If you got a trumpet, get on your feet

Another week, another crushing loss by a major leftist movement. There is some alternate dimension where Jeremy Corbyn has 450 seats in the U.K. and City of London financial vampires are drinking whole bottles of Imodium on private c-suite toilets. But we live in hell, Earth 666, and we don’t have the luxury of bankers with fear-induced colon catastrophe. Life goes on. It’s not different fights, it’s just one fight, over and over. Next round, please.

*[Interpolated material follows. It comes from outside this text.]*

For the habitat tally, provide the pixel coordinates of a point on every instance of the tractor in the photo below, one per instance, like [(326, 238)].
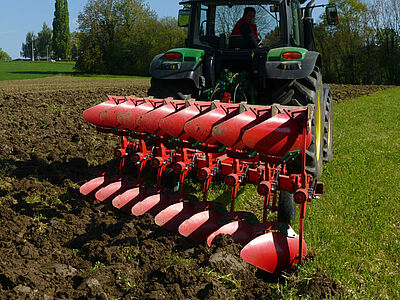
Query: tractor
[(223, 107)]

Approach any Canadian city or town during dusk, during a colder season, when the trees are bare. Squint and make out the hulking shapes of the one-storey strip malls, chain restaurants cast adrift in parking lots, berms that delineate asphalt from bits of dried grass.
The signs are familiar: there’s a Starbucks, a McDonald’s, a Tims… in the distance, there’s a RONA and Wal-Mart. Where are you? Is this Victoria, or Montreal? Lloydminster or Bedford? It all looks the same. But hey, you’re getting peckish and there’s something less American, less gigantic-seeming about A&W, and a Buddy Burger would hit the spot.
Step inside and everything in A&W is warm and friendly. From the orange and brown logos and interiors - reminiscent of a relative’s comfy living room - to the names of the menu items, the flatscreen videos where “good food makes good food” from farm to table, and the booklets of tidily tallied nutrition facts, the ubiquitous features are reassuring.
With over 950 A&W restaurants in Canada (the first opened in Winnipeg in 1956), A&W has about a third as many locations as Tim Hortons cross-country, but more cultural capital. The mash-up of post-war nostalgia with a forward-looking “Change” campaign appeals to pretty much every age group, and the food is actually about as good as promised.
The premiere offering is the burger range, or the Burger Family. Originally introduced by A&W in the U.S. in the early 1960s, the Family was shelved in the mid-’80s and then came back in the late ‘90s, without much having changed. The main members are Baby, Teen, Mama, Papa, and Grandpa, with their relative size connoting their meat content in ounces. “Visiting” family members are Uncle and Grandma (limited time availability) whereas it’s unclear how permanent items Buddy and Mozza fit into the heteronomative structure.
The Burger Family is a ready example of how our society gives human values to commodities. Meted-out portions of bread, beef, and vegetables don’t have biological or emotional relationships to one another, and yet these relationships don’t require explanation to customers.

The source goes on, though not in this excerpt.